The moving average is the most diverse and widely used technical indicator.

The average price is calculated by dividing the sequential average of the price volatility over a certain period of time by the value of the analysis period, and it appears as a line.

It is a tool that checks the direction of price changes over a certain period of time through a moving average line and analyzes its relationship with the current price.

Definition of moving average

1.Moving Average (MA) literally refers to the average of the closing prices over the last n days, including the current closing price.

2.N The daily moving average, that is, the 5-day moving average of the relevant day, is the average of the closing prices of the previous 5 days, including the closing price of the relevant day.

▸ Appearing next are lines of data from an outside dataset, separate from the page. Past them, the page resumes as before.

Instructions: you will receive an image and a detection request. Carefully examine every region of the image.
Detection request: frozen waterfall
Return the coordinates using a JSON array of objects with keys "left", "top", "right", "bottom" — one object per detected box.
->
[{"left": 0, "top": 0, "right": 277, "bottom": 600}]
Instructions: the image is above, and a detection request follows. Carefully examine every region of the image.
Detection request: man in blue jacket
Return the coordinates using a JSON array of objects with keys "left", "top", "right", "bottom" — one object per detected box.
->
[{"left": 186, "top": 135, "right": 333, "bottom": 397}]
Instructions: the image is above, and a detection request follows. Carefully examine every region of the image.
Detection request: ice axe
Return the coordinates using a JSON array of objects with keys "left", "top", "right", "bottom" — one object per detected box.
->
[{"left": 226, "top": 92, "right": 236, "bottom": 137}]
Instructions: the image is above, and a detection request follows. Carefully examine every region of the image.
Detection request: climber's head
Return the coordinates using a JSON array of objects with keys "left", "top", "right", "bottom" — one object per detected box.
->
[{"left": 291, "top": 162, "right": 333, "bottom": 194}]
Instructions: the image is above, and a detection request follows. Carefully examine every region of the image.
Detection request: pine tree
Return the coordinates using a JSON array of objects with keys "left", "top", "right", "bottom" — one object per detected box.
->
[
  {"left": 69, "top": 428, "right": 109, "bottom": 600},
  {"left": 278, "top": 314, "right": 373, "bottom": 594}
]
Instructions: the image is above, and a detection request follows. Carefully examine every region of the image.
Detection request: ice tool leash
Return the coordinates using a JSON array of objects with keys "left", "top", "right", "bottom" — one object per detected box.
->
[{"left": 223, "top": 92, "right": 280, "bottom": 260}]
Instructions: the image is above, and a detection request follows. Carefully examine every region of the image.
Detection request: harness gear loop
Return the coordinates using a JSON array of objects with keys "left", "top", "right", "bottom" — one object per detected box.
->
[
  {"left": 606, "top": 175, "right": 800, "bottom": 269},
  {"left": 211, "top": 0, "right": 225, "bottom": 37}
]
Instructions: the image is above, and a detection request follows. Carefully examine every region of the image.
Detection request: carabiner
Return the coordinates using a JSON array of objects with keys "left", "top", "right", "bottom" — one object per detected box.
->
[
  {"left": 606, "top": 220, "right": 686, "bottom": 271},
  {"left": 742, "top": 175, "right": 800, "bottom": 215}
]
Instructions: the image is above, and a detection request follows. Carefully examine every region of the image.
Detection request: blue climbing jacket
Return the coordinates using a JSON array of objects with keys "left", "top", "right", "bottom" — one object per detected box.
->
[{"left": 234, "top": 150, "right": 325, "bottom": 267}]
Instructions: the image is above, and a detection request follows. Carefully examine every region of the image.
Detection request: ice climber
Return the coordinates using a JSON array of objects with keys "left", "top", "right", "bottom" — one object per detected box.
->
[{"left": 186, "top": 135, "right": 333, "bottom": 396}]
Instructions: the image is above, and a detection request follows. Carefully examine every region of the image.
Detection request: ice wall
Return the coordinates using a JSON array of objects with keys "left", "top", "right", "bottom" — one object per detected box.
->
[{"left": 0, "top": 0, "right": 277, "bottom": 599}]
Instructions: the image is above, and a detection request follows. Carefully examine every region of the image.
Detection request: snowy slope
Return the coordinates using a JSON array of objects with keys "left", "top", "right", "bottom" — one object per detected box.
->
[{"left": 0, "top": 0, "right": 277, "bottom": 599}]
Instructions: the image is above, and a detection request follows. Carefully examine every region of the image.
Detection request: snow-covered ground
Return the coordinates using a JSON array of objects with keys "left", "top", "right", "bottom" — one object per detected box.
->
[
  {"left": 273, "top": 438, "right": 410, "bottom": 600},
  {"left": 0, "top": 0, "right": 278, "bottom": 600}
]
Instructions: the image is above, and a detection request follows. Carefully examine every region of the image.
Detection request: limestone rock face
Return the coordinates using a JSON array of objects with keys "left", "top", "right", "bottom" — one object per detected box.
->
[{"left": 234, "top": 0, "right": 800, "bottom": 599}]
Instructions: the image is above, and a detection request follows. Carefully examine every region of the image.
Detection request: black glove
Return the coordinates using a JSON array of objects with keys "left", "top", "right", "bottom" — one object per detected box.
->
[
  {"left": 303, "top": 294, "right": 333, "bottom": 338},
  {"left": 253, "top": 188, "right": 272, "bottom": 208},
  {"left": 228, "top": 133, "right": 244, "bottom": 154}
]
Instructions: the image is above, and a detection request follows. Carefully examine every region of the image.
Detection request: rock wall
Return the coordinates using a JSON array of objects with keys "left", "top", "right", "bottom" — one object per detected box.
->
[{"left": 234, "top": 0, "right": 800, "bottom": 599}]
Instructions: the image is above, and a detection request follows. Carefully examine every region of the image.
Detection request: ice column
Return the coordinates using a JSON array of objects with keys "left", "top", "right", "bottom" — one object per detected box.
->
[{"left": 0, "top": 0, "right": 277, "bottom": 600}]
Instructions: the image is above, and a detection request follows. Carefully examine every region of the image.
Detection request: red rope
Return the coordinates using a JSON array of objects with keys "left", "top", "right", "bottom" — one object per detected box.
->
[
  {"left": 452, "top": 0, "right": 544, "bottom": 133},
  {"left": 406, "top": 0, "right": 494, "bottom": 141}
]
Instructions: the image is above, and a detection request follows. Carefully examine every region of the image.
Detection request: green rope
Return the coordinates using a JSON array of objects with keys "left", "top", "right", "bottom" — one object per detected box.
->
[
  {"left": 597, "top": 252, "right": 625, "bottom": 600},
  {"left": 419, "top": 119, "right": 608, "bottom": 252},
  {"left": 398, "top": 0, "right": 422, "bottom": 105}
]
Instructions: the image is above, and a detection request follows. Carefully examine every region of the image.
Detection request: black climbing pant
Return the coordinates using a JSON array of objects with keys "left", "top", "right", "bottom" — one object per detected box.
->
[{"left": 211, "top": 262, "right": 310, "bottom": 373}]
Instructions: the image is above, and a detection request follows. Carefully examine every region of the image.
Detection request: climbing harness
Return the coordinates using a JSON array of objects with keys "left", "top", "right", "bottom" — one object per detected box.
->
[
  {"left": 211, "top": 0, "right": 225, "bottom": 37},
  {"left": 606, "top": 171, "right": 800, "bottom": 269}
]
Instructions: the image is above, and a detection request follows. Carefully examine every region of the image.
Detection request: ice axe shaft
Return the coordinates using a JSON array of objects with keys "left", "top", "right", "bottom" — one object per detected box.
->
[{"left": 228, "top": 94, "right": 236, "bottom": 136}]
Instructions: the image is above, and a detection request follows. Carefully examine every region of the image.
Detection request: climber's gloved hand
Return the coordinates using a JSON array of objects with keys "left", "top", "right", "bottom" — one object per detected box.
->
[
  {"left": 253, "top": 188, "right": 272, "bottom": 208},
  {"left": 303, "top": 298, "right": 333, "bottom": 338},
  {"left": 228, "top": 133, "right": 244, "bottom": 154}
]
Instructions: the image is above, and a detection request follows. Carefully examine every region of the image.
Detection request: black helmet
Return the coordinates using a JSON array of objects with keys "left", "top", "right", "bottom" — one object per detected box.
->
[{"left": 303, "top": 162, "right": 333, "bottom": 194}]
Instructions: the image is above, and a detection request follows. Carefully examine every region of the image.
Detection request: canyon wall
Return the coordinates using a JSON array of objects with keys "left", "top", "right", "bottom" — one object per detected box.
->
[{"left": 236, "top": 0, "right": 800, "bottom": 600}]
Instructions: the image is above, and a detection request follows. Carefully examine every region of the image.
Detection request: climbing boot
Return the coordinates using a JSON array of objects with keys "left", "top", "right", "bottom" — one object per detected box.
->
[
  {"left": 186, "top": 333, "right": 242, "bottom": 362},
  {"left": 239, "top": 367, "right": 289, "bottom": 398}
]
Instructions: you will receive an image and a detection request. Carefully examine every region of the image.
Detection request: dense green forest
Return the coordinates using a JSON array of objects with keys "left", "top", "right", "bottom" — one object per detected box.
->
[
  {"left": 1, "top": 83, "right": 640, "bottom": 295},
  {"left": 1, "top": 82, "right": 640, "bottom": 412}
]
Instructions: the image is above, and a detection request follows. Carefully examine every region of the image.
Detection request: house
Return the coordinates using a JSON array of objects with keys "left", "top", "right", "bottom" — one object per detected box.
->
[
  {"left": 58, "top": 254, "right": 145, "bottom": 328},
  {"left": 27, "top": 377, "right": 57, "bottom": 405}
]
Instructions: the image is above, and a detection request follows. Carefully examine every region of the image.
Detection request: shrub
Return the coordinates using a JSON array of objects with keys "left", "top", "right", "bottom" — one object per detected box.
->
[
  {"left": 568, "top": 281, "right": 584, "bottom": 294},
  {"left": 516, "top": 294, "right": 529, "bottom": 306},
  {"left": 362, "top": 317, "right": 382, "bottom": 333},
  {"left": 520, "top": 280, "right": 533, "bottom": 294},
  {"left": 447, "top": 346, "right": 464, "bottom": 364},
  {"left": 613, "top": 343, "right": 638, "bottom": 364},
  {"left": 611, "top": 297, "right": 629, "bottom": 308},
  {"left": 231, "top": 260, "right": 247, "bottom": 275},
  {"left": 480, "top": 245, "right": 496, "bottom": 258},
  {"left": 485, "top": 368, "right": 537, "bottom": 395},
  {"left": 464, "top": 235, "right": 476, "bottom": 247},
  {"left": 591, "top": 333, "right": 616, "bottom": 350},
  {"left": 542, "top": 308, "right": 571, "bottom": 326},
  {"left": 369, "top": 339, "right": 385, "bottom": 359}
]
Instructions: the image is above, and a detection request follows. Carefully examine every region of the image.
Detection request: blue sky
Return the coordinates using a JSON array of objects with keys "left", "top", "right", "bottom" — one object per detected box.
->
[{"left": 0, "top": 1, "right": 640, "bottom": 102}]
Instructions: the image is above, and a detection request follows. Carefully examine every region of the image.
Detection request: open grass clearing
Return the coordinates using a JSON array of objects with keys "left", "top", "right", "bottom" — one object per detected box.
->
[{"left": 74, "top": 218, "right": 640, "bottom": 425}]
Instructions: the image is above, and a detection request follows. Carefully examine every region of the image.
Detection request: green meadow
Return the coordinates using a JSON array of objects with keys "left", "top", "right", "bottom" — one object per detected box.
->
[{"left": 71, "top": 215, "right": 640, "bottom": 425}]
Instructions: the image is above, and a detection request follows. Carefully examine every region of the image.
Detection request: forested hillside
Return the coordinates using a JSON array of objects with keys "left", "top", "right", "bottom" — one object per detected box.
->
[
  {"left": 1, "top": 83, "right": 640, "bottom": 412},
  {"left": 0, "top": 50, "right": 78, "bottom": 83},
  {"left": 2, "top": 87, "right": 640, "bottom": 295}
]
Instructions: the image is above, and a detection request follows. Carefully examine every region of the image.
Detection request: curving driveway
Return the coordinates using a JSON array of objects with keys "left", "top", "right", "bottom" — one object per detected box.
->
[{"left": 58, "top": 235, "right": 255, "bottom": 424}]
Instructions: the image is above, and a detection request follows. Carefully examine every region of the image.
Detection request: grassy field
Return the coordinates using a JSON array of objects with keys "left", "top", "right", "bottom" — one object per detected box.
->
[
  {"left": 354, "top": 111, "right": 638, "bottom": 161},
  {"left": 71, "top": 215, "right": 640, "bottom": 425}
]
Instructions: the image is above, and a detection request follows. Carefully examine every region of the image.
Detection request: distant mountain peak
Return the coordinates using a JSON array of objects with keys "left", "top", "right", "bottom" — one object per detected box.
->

3.Usually, 5, 10, 20, 60, and 120 Ridong average lines are mainly used.

Types and advantages of moving average

1.Moving averages include simple moving average, exponential moving average, and weighted moving average.

2.The advantage of using a moving average line is that it is convenient to calculate, and buying/selling can be mechanically and objectively derived based on the calculation results.

Characteristics of moving average

The 5-day moving average plays an important role in identifying short-term trends.

(This is the moving average line that is mainly used for short-term trading. In the cryptocurrency market, there is a saying that the 3-day moving average is more accurate.)

The 20-day moving average is called the intermediate term or psychological line. It is often used in conjunction with the 5-day average.

(If the 5th and 20th lines intersect upward, it is known as a golden cross, and if they intersect downward, it is known as a dead cross.)

The 60-day moving average is called a medium-term trend line or supply and demand line.

If the price is above the 5th, 20th, and 60th, it is called a positive alignment, and the 60-day moving average acts as a strong support line when making a downward adjustment.

After the mid-term falling price changes to an upward trend, a short-term golden trance generally occurs between the 5-day moving average and the 20-day moving average at the bottom.

The 120-day moving average is called the long-term trend or economic line. It is generally known that stocks lead the economy by about 6 months, and the moving average can be seen as reflecting this factor.

The primary signal to determine whether major indices have entered a mid- to long-term upward rally can be seen as the doppler of the 120-day moving average line.